My father Paolo Spinola left Genova at a young age to start his career as a film director in Rome. I inhabited the world of cinema of my father and, in 1975, witnessed his passage from the filmmaking business to the winemaking one.

My grandfather had a large farming estate in the Gavi area, surrounding the Tassarolo Castle, a surviving fragment of the former state of Spinolino. He delighted in playing the role of the ‘landlord’, living at the pace of a bygone era.

In the mid-1970s my father and my uncle took over the farming and winemaking part, speeding things up a bit. In those days we used the big cellar under the Castle, a magical place with huge oak barrels, crevices covered with moss and a humid, uneven floor.

I spent most of my time wandering around in the dark with a torch in my hand, observing the ceaseless repair works performed on the wooden staves of the giant oak barrels.
The garden and park of the Castle were my favourite places to observe, and experiment with, nature.

One of my ancestors, Massimiliano Spinola (1780-1857), had been a famous entomologist. His collection of insects and butterflies was kept in the tower of the castle. That was my point of attraction. I recently discovered that he died on the same day that I was born: 12 November.

Ever since I can remember, I have loved Nature, animals and insects. I have felt like I am part of the whole, instead of going against it. I reunited with Nature here in the winery, when I moved back to Tassarolo from London in 2005.

After graduating from university, I had travelled the world, worked in art and lived in New York and London, but I had never broken my bond with the winery. And when I arrived here with my son of a few months I instantly understood that the winery could become my next “art work” through which to express my values and ideals. Here I could transform life into my own creation. The conversion to biodynamic agriculture felt like a mandatory step, one year after my arrival.

The greatest challenge was the human one: to create a team and make it work together in harmony, integrate and manage it.People, the most valuable asset, never just come together by chance.

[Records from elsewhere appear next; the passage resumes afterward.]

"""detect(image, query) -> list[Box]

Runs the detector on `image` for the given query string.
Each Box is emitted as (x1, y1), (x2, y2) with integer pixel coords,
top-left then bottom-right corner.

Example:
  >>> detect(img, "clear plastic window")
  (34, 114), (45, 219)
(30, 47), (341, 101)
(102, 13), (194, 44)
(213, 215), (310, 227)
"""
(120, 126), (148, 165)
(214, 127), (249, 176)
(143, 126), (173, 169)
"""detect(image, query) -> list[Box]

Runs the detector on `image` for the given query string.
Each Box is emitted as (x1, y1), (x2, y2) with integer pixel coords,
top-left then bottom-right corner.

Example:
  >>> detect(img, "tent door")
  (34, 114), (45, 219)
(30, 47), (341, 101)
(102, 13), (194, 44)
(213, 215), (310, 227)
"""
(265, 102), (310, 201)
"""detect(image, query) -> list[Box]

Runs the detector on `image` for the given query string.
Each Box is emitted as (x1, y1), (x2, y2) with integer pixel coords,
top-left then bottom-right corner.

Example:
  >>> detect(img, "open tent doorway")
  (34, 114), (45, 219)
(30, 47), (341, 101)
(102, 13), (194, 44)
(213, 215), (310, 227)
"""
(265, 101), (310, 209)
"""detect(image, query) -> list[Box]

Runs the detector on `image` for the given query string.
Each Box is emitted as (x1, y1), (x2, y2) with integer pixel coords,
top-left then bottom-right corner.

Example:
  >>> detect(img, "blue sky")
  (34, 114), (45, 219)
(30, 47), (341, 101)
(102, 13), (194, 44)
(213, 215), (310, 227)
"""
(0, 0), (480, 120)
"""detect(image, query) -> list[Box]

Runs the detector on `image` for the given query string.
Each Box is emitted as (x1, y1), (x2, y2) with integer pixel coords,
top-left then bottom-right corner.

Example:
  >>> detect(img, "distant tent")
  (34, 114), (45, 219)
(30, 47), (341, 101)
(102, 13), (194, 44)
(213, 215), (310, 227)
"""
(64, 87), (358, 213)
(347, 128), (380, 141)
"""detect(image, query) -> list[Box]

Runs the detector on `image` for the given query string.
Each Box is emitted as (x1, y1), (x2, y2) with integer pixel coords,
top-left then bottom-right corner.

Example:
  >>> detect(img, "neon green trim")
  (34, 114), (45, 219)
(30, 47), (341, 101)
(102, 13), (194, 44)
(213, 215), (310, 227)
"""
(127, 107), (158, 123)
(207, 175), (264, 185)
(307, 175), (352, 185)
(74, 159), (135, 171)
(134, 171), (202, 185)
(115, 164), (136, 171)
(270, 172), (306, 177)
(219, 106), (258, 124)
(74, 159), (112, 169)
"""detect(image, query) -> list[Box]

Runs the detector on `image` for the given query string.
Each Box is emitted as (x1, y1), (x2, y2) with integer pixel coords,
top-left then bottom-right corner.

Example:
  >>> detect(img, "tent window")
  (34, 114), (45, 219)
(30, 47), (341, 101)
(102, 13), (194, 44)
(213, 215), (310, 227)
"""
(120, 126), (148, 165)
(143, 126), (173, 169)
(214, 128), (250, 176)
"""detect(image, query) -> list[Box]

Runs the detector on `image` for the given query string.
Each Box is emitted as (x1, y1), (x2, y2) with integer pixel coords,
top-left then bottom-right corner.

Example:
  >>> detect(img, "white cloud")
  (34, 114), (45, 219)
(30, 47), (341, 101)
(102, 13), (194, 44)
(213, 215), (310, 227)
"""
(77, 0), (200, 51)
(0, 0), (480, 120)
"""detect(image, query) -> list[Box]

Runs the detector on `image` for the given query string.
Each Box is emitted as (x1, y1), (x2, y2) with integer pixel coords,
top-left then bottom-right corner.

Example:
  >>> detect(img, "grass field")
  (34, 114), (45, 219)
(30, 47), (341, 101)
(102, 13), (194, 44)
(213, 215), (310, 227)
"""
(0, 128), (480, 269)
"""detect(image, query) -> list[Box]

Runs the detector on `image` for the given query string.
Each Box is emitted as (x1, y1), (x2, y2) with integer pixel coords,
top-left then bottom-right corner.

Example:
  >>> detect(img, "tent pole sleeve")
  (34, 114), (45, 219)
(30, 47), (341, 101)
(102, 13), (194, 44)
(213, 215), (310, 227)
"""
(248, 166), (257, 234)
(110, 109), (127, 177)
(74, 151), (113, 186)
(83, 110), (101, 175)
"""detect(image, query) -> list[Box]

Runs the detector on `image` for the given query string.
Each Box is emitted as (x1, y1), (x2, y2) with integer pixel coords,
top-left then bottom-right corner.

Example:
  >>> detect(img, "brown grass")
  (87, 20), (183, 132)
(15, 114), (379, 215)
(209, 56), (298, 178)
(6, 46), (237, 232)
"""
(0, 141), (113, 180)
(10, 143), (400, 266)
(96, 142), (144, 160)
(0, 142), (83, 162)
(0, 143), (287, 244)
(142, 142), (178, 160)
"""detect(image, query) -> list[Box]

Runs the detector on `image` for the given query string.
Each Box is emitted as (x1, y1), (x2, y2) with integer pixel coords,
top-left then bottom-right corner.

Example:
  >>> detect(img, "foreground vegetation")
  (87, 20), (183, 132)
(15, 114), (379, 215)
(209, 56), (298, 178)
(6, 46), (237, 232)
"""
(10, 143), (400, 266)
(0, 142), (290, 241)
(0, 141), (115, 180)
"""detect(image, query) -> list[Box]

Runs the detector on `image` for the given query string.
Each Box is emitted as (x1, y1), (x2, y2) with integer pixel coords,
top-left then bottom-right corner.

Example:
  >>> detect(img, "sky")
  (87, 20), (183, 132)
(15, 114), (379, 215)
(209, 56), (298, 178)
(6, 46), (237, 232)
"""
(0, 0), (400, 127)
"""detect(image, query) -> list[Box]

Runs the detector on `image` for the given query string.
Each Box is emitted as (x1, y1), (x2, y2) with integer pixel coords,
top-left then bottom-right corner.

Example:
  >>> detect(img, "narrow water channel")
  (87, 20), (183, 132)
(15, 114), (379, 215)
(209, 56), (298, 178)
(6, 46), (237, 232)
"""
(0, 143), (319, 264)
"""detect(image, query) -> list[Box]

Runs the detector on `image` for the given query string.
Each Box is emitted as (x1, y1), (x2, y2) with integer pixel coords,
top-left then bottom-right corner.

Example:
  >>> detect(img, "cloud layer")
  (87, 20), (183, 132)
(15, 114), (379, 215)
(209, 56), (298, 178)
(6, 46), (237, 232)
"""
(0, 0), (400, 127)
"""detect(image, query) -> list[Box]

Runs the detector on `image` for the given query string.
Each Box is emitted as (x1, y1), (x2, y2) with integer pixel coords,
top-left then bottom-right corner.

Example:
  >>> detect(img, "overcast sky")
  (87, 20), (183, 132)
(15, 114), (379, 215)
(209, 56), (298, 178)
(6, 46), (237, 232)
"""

I have had some very special people by my side along the way, who believed in what I was doing. But in particular, two people have been most influential: Bonifacio Spinola, a distant relative from the branch of the Spinola family in Rome, but who is actually closer to me than a brother and who became my associate with whom I work hand in hand and Miri Velli, a strict but fair counsellor who runs the cellar and the vineyards and has put his heart and soul into the winery.